Qui enseigne? L'Eglise n'est-ce pas? Et l'Eglise se résume t-elle à "Rm VIII 28-30, IX 14-24 ; à Eph I 3 ; à II Th II 13"? le catholicisme est la religion de l'Eglise, pas la religion du livre, il faut donc lire avec cet esprit catholique qui nous a été insufflé par l'Eglise, sinon c'est du protestantisme, et il est bien connu que le jeu favori des protestants consiste à s'envoyer à la figure des versets, chacun prêchant pour sa chapelle. Tandis que nous autres catholiques, nous avons tous en commun d'adhérer au Credo, point de repère immuable à l'aune duquel tout le reste doit être évalué.
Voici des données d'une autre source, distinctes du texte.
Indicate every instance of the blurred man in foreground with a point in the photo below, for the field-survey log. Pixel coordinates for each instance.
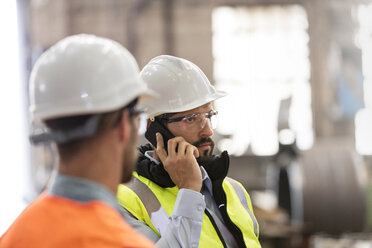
(85, 89)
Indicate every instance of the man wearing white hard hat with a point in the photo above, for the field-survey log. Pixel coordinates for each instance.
(179, 186)
(85, 89)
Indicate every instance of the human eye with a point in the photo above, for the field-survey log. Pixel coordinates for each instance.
(190, 119)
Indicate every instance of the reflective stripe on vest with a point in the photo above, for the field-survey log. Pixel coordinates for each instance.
(240, 192)
(166, 197)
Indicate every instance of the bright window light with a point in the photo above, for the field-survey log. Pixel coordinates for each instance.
(363, 119)
(261, 57)
(14, 156)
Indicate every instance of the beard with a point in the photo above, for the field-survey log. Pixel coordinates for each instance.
(207, 153)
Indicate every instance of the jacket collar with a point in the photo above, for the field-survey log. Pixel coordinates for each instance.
(216, 167)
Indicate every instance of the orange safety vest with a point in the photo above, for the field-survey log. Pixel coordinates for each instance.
(53, 221)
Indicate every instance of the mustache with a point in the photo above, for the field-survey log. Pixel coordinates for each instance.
(202, 141)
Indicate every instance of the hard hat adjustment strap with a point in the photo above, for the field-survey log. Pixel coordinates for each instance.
(84, 131)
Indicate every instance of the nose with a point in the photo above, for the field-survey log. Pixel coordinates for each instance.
(207, 130)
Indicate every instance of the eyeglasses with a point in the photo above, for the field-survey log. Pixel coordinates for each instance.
(196, 122)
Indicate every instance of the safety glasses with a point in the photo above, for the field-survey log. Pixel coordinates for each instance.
(196, 122)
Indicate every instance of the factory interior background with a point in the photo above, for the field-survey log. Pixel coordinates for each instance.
(297, 121)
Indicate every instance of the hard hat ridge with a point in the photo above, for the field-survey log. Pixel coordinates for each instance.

Il est bon de préciser que le catholicisme n'est pas une gnose dissimulée par un premier niveau de lecture, comme c'est souvent le cas dans les religions à mystères où le véritable sens n'est dévoilé qu'au terme d'une initiation.
Popeye a écrit :
Citation:
Ou dira t-on que le fidèle lorsqu'il récite le Credo se trompe (de bonne foi) si à ce moment-là il songe à toute l'humanité au lieu de penser aux seuls prédestinés?
Non, pour la raison déjà dite.
Et Oui à la fois, car selon cette "raison" invoquée il conviendrait de faire un distingo qu'il ne fait pas: si je parle de l'homme sans le distinguer des autres animaux je me trompe.
Popeye a écrit :
Il ne s'agit pas d'arguties : il s'agit de ne pas rejeter des pans entiers de l'enseignement révélé au nom d'autres vérités révélées. Il s'agit donc de montrer la pleine conciliation d'enseignements qui peuvent, de prime abord, paraître jurer entre eux. Il s'agit donc de quelque chose de fondamental, puisqu'à défaut, niant la parole de Dieu, on fait de Dieu un menteur...
Non c'est: "à défaut, évacuant des interprétations incompatibles avec l'enseignement catholique (car il n'y en a qu'un) on égratigne quelques grands docteurs(errare humanum est) ou carrément on fait de certaines écoles théologiques des écoles du mensonge (perseverare diabolicum est)", ce qui est parfaitement raisonnable.
Popeye a écrit :
Citation:
D'ailleurs Saint-Thomas lui-même a posé des limites à son propre travail de théologien: «A côté de ce qui m’a été révélé, tout ce que j’ai écrit et dit m’apparaît comme rien.»
Ca tombe bien, la prédestination de certains seuls nous est révélée. Voyez les références bibliques données plus haut.
ça tombe mal pour le couronnement de son oeuvre, qu'il a d'ailleurs refusé de poursuivre, son disciple cherchant à la continuer fort maladroitement. Dommage, cela aurait pu être l'occasion d'ajouter un nouveau chapitre sur la double prédestination, non?
Popeye a écrit :
Peut être bien, mais si le saint est, de surcroît, savant, c'est mieux.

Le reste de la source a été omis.